Advocating against budget cuts in higher education in Pennsylvania must go beyond the Feb. 15 Harrisburg rally.
Many can argue whether Corbett is the right man for the job, but that does not matter now. What matters is what Gov. Corbett plans to do in the future, and it appears his plans could affect Temple in a major way.
There have been whispers, rumors and fears swirling about that have manifested into reality: As it was reported in the Philadelphia Inquirer on Jan. 31, budget cuts seem to be on the horizon.
The Post-Gazette reported on Jan. 31 that Penn State University, Temple University, Lincoln University and the University of Pittsburgh receive $690 million in state funding. Considering the governor wants to cut $4 billion to $5 billion out of the state budget, some Temple students are beginning to wonder its impact.
I feel our tuition is high enough, although state officials may not agree with me, especially after these newfound budget constraints. But ultimately, if students agree on this tuition issue, it is up to them to be responsible citizens and voice their concerns.
Temple Student Government President Natalie Ramos-Castillo said she believes the cuts are inevitable.
“There are going to be cuts, so the only thing we can do is advocate for our own behalves,” Ramos-Castillo said.

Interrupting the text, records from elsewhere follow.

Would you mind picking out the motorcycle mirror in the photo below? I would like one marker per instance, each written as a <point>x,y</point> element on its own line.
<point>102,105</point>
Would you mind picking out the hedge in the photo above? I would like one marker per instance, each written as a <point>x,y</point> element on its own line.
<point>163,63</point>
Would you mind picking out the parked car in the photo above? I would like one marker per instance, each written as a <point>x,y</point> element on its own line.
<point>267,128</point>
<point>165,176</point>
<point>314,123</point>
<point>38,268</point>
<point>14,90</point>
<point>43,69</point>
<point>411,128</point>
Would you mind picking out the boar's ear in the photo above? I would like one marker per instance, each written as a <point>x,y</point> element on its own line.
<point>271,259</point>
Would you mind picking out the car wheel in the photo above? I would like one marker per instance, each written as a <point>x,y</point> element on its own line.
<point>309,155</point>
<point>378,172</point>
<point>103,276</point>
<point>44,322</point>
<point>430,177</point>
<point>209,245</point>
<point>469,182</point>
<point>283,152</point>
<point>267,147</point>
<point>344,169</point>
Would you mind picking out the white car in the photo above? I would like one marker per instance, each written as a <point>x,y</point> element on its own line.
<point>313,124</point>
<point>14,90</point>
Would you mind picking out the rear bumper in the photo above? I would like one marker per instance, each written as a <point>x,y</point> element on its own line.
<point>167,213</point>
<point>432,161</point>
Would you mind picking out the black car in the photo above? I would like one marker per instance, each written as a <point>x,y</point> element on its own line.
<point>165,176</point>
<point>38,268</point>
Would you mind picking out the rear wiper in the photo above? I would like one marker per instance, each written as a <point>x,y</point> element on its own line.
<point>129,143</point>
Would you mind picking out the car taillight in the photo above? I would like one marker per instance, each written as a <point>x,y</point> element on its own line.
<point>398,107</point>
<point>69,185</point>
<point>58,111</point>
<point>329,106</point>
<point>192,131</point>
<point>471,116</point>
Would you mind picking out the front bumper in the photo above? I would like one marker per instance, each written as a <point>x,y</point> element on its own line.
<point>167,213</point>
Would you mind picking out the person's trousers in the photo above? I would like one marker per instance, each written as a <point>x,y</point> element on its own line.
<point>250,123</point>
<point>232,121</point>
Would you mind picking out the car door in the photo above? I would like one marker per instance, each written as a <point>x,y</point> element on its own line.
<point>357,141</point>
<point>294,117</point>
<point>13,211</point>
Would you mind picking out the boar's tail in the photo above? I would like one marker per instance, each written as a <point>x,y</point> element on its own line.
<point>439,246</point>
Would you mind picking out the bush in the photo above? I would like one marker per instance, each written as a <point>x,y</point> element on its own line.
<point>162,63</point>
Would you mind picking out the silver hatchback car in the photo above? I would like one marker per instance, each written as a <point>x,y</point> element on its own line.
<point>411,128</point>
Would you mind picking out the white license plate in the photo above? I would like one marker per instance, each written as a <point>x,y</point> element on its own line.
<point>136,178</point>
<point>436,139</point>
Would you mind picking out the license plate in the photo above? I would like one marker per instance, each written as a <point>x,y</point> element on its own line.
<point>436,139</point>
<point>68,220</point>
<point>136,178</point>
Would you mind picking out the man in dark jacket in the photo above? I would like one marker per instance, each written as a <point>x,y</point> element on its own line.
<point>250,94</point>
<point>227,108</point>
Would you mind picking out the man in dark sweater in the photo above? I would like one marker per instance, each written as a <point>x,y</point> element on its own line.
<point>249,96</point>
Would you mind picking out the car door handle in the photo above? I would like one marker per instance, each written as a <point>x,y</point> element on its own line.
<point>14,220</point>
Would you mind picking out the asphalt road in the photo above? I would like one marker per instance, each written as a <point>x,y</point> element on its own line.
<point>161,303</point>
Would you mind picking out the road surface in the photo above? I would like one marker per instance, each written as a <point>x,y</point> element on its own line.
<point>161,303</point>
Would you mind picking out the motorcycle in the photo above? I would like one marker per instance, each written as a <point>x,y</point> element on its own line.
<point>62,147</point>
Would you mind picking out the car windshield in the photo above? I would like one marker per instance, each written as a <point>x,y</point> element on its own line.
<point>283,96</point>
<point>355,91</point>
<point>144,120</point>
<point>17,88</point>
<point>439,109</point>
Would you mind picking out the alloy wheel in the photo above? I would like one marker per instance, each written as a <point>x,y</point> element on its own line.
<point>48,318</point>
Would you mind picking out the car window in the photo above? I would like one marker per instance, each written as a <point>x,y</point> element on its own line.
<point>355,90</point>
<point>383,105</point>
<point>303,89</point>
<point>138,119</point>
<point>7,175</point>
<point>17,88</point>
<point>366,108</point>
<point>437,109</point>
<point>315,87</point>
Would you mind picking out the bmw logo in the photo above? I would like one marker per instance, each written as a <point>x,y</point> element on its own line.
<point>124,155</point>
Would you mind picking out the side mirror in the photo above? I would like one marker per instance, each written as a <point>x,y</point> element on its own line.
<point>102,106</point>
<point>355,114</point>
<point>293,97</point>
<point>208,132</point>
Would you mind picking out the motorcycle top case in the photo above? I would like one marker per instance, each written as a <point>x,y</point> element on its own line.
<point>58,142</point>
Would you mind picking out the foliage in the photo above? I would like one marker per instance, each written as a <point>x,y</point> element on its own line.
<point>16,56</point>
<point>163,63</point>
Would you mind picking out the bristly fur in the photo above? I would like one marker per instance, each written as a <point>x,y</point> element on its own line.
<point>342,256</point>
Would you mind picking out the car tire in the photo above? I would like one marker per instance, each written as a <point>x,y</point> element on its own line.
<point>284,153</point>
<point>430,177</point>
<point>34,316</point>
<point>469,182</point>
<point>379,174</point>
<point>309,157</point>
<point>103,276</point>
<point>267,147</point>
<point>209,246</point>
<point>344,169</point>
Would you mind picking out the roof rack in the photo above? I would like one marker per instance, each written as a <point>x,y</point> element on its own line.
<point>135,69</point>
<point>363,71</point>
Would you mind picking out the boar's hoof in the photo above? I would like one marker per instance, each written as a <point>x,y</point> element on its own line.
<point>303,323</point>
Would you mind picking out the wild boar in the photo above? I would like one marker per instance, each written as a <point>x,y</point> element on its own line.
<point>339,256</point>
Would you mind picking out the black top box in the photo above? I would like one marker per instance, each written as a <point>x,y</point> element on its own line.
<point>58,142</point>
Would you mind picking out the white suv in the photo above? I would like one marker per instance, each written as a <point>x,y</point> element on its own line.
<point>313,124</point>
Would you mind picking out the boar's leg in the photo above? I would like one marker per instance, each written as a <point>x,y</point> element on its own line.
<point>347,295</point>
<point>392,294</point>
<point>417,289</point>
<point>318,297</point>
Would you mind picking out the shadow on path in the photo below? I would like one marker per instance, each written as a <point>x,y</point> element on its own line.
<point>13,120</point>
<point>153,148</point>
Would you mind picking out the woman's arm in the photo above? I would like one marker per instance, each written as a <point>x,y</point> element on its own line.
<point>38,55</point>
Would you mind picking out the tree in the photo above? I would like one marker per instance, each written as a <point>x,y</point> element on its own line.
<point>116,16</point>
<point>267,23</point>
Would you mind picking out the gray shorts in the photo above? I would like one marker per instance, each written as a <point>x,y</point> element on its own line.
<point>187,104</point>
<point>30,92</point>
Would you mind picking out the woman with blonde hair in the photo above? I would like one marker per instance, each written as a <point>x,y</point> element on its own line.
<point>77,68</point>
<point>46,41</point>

TSG and the Office of Government, Community and Public Affairs has organized a trip to Harrisburg today for students to voice their opinions.
“[Government officials] need to support our generation,” Ramos-Castillo said. “We are the future of America.”
According to an Aug. 25, 2009 CNN.com article, the United States is lagging behind other nations in its students’ proficiency in math and science, and it seems as if today’s politicians don’t care.
Education has been perceived as a commodity, and it seems to be increasingly easy to cut out of state and federal budgets.
Matthew Sick, a freshman university studies major, said he is particularly worried.
“Education is already so expensive, but I can only imagine that the university is going to feel pressured to raise tuition cost,” Sick said. “I only hope that when I fill out my FAFSA, this rise in tuition will be taken into account.”
Perhaps the problem is, as Ramos-Castillo put it, that “state legislators don’t hear from our generation,” so instead they make decisions that could be detrimental to our future.
These cuts could make school an even larger financial burden, taking away different extracurricular programs from Temple and possibly affecting different departments.
“We are registered voters, and we deserve to be counted,” Ramos-Castillo said.
Perhaps the only way to do this is with our physical presence.
I urge all Temple students, and students at state-related institutions, to not sit idly by. Yes, you can grumble and groan to each other and act upset quietly, but that does not help anyone. Let your opinion be known.
It’s OK if you could not go to the rally, but now is the time to call your representative, write Corbett a letter, register to vote and do anything else to get your voice heard.
What pains me the most is not the action of the governor – although that hurts me quite a bit – but the inaction of our generation.
We need to realize our voices are just as powerful as those who came before us; we have as much of a stake, if not more, in this country than anybody else.